Building an inclusive middle class hinges on our ability to adopt targeted and effective programs that address the specific needs of low-wealth communities. This approach will strengthen the American middle class as a whole and make our middle class much more racially and ethnically inclusive.

Such policies could include the expansion of first-time homeownership initiatives for those who were denied access

to home mortgage financing in the decades after World War II and up to the present. These could include low-interest loans and down-payment assistance.

Additional initiatives could remove barriers to higher education, especially when targeting first-generation college students and low- and middle-income households. Student debt now exceeds $1.5 trillion and interferes with younger people being able to save money, build wealth, and purchase homes.

These should be accompanied by policies to protect low-wealth families from predatory financial practices, including by strengthening the Consumer Financial Protection Bureau. Predatory auto loans, alongside other forms of predatory debt, are on the rise, fueling potential debt bubbles.

Other ideas include generating wealth for all Americans and transferring it to them directly. Senator Cory Booker, for instance, has proposed the creation of a “baby bond” program that would seed an asset account for every newborn.

According to one study, had such a program been in place in 1979, the wealth divide between young Latinx and White households would have been entirely closed by now, and the wealth divide between young Black and White households would have shrunk by 82 percent.

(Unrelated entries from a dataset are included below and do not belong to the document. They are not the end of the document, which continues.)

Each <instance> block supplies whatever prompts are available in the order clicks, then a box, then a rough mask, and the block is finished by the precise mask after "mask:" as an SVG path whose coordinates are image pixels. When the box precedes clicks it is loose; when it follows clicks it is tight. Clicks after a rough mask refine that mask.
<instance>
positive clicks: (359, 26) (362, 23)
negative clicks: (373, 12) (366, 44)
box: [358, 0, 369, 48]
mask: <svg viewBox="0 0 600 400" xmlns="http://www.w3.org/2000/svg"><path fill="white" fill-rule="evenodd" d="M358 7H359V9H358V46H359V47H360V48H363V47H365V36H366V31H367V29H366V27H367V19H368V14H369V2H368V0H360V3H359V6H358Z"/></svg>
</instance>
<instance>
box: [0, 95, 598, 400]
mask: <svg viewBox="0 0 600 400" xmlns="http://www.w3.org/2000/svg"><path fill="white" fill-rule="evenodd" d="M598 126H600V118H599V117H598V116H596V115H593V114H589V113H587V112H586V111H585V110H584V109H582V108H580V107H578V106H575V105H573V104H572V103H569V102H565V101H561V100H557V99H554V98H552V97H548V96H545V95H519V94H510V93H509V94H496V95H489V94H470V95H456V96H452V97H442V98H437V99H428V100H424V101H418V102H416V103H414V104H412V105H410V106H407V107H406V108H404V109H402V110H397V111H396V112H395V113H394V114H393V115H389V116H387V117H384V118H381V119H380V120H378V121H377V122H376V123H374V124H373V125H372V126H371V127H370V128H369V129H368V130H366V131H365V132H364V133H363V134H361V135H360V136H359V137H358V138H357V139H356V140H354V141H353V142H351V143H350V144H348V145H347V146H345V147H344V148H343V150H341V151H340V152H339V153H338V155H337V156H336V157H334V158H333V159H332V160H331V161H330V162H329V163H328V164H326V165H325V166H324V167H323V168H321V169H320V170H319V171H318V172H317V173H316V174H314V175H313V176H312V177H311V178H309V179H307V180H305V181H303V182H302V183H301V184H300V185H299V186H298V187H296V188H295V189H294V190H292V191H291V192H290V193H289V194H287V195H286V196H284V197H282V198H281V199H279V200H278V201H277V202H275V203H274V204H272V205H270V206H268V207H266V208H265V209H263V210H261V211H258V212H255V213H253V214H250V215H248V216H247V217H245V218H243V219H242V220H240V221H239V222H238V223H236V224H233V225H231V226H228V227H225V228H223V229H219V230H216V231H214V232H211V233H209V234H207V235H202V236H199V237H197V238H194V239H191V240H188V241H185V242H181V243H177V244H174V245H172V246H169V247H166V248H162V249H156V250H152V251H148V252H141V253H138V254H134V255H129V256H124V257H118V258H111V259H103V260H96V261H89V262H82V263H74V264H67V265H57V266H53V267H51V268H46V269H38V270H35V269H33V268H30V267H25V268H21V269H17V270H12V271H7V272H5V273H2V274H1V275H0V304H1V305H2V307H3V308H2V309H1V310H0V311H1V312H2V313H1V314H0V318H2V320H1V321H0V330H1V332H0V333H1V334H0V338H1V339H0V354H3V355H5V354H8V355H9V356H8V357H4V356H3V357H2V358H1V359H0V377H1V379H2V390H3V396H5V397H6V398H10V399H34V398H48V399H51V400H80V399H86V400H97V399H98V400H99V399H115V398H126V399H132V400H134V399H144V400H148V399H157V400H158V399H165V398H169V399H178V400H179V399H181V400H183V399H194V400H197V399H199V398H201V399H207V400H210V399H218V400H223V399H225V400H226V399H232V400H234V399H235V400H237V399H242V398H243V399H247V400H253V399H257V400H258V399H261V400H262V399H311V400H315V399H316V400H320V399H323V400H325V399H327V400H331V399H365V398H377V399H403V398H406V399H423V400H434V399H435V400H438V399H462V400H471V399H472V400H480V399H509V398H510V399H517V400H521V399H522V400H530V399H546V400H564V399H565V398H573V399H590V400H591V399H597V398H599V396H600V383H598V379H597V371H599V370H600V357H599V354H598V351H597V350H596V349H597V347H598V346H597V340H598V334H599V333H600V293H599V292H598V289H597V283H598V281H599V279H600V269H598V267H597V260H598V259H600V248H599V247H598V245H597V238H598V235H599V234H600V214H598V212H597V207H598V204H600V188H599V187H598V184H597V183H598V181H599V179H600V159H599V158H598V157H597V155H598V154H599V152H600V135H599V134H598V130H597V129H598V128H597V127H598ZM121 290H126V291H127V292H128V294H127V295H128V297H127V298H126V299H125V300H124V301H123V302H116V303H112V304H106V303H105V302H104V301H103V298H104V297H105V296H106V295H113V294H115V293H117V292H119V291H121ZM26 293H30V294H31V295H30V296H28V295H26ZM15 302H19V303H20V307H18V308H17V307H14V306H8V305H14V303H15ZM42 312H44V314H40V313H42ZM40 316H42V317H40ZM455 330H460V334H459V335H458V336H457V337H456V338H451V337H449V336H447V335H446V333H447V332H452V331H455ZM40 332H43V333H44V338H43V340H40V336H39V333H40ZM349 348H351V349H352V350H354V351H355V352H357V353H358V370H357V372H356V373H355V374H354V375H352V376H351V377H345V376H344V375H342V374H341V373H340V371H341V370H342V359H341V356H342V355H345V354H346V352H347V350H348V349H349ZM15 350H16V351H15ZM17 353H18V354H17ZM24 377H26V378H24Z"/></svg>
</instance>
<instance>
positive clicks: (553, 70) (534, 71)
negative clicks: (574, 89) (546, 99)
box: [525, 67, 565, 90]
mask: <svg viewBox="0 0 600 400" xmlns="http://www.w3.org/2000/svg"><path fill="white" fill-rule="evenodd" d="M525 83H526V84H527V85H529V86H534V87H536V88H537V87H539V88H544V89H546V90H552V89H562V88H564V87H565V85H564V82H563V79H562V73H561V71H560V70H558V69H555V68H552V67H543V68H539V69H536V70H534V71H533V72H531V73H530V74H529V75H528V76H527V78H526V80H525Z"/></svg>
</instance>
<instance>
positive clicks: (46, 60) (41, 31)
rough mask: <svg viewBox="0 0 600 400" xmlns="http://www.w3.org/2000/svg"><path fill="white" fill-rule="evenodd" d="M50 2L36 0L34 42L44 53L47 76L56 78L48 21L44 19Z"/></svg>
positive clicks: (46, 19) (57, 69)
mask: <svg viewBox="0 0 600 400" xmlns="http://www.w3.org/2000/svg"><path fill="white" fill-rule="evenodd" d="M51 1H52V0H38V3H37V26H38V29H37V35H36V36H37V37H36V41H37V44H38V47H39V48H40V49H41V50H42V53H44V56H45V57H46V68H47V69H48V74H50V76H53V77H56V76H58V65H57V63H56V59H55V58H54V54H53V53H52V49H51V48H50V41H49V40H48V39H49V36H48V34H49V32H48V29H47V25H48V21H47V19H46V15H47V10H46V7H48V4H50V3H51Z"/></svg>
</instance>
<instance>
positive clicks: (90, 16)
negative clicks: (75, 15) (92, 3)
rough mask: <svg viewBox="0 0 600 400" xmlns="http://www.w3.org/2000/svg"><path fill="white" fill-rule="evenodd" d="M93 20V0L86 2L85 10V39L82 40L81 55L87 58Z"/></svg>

In addition to programs specifically geared towards historically excluded communities, we need others that look to turn our overall economy right-side up — so those in the working and middle classes receive the majority of the growth they help our economy produce.

We could pay for some of these investments by restoring progressiveness to the US tax system and raising rates on the highest brackets to their post-World War II levels. We could also fix some of the upside-down tax incentives that subsidize the already wealthy and direct investment into opportunities for low-wealth families. Specifically, we should reform the mortgage interest deduction (which can favor people with pricey homes at the expense of ordinary people) and other tax expenditures.

Add to all these measures common-sense ideas like raising the minimum wage, expanding health care coverage, and taxing the 1 percent to fund education and infrastructure. Together these ideas wouldn’t just close the racial wealth divide — they’d create an economy that works for all Americans, not just the super-rich.

What We Can Build

The creation of a strong American middle class after World War II didn’t happen on its own. It required a healthy, vibrant economy, including significant investments in the ability of Americans to build lasting financial security through homeownership, higher education, and transportation.

But these policies were most often intentionally directed at White communities and away from Americans of color. We’re committing economic suicide if we continue to exclude the coming majority of the country from opportunities to invest in the future. In this century, America must come together to build — for the first time — an inclusive middle-class economy.